Hay que reconocer que vivimos en una época en la que la noticia sensacionalista y el escándalo son ingredientes necesarios para que los medios consigan la atención del público.

Noé Vega

La libertad de expresión nunca ha sido un derecho pleno en nuestro país, ni para los periodistas ni para la ciudadanía; sin embargo, la frontera entre la libertad de expresión y la comisión del delito de difamación siempre ha sido muy tenue. Esta debilidad de fronteras se ha visto siempre fortalecida por la penalización de los delitos contra el honor en el Código Penal.

Hay que reconocer que vivimos en una época en la que la noticia sensacionalista y el escándalo son ingredientes necesarios para que los medios consigan la atención del público y esto lleva en muchas ocasiones a los medios a hurgar de manera indiscreta en la vida privada de las personas o hacer juicios que realmente sobrepasan esa frontera entre la libertad y el respeto a la intimidad. Con el riesgo que representa la penalización de los delitos contra el honor y la falta de una auténtica cultura de libertad de expresión el trabajo periodístico se vuelve riesgoso, incómodo e inseguro, pues los ataques a la libertad de expresión pueden surgir de varios senderos.

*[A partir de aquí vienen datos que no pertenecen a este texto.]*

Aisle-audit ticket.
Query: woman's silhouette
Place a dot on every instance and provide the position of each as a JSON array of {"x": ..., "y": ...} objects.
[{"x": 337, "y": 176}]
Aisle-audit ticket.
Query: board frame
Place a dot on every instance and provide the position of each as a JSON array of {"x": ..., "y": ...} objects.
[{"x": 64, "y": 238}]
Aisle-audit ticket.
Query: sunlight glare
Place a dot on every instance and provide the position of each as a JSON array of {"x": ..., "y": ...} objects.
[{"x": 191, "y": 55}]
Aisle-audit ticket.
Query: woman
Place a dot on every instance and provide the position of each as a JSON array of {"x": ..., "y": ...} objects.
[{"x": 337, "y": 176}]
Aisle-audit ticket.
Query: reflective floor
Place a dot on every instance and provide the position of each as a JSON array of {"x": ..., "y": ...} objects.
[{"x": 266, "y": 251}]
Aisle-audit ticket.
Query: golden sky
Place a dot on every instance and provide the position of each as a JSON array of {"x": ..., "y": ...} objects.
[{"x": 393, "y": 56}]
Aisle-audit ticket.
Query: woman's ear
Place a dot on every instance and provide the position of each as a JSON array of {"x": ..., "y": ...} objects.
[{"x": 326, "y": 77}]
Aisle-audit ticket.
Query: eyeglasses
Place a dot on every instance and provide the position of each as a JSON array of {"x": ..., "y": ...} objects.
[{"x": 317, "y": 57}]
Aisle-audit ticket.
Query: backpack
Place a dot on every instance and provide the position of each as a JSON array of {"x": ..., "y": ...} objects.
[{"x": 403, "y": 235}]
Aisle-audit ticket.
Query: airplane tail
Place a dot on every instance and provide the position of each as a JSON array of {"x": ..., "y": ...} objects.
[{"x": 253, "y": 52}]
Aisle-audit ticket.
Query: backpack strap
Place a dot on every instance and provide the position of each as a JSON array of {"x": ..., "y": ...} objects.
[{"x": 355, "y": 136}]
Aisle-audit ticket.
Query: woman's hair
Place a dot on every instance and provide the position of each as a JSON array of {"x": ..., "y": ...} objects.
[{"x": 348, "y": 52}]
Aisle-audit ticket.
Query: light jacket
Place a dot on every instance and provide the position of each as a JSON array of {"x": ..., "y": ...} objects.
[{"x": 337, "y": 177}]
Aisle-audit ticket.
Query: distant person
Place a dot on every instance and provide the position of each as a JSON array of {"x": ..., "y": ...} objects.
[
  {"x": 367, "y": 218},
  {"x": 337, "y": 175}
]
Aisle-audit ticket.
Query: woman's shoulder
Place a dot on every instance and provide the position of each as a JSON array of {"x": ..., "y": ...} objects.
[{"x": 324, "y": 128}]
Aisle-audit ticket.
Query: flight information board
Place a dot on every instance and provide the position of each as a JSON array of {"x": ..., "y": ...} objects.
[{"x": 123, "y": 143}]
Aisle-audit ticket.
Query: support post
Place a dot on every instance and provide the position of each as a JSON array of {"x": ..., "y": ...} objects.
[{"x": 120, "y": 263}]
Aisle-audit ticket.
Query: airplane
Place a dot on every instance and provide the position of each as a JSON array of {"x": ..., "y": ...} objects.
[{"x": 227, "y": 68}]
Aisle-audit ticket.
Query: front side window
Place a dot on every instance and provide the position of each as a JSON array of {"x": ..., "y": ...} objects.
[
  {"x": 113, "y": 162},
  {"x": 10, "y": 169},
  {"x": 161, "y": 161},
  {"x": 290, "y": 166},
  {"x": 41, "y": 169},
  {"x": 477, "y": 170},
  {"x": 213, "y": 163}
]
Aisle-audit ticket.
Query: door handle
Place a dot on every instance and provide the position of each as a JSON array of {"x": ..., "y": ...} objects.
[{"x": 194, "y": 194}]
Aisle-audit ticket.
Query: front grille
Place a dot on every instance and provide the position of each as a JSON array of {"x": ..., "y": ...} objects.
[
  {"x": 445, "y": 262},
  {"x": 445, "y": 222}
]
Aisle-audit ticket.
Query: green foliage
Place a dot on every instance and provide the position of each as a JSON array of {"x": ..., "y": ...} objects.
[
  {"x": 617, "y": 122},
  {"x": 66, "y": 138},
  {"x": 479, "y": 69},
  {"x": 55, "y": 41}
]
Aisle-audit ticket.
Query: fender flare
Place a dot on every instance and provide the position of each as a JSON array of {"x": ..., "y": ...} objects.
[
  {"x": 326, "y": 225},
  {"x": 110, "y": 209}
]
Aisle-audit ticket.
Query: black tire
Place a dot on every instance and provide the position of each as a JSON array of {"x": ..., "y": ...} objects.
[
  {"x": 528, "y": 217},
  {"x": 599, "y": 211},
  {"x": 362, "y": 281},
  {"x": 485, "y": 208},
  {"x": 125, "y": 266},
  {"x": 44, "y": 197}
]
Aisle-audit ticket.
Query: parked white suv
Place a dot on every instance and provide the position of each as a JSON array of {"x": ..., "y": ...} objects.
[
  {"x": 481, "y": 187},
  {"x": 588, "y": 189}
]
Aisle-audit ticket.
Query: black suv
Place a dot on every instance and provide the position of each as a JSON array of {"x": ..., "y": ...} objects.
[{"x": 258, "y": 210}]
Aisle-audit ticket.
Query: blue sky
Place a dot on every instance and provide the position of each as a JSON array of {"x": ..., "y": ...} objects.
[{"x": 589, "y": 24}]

Y en el fondo sabemos que lo que estos riesgos legales y fácticos terminan construyendo es la autocensura o la censura interna de los medios que no quieren verse inmersos en batallas legales o tratan de no incomodar al poder con sus investigaciones o sus noticias. Y aquí es cuando muchas veces los periodistas optan por jugarse el riesgo de ser acusados de difamación ante el crimen que representa la censura, ya que ese derecho sacrosanto a la libertad de expresión en muchas ocasiones se tiene que defender con el riesgo de la propia vida.

Se prefiere correr el riesgo de ser acusado de difamación que ceder ante la censura o la autocensura; pero son esos riesgos legales que el sistema puede quitar o minimizar llevando los delitos contra el honor a una figura indemnizatoria en vez de una penalización equivalente a cualquier delito de poca monta. Claro está, por supuesto, también los periodistas tienen el deber de crear un código propio de ética periodística que les ponga freno en aquellas situaciones donde dominan las emociones y no el buen juicio, el criterio equilibrado y la corroboración de la información.

Si desde Estados Unidos hoy vemos cómo se acorrala a la prensa y se le señala de ser la autora de la mala imagen gubernamental, no podemos esperar menos acá donde la ley del más fuerte se impone. El daño que se produce a la reputación y al crédito de que goza una persona en la sociedad cuando es difamada es difícil de cuantificar; pero debe servir de medición para crear esas fronteras entre libertad de expresión y difamación pública.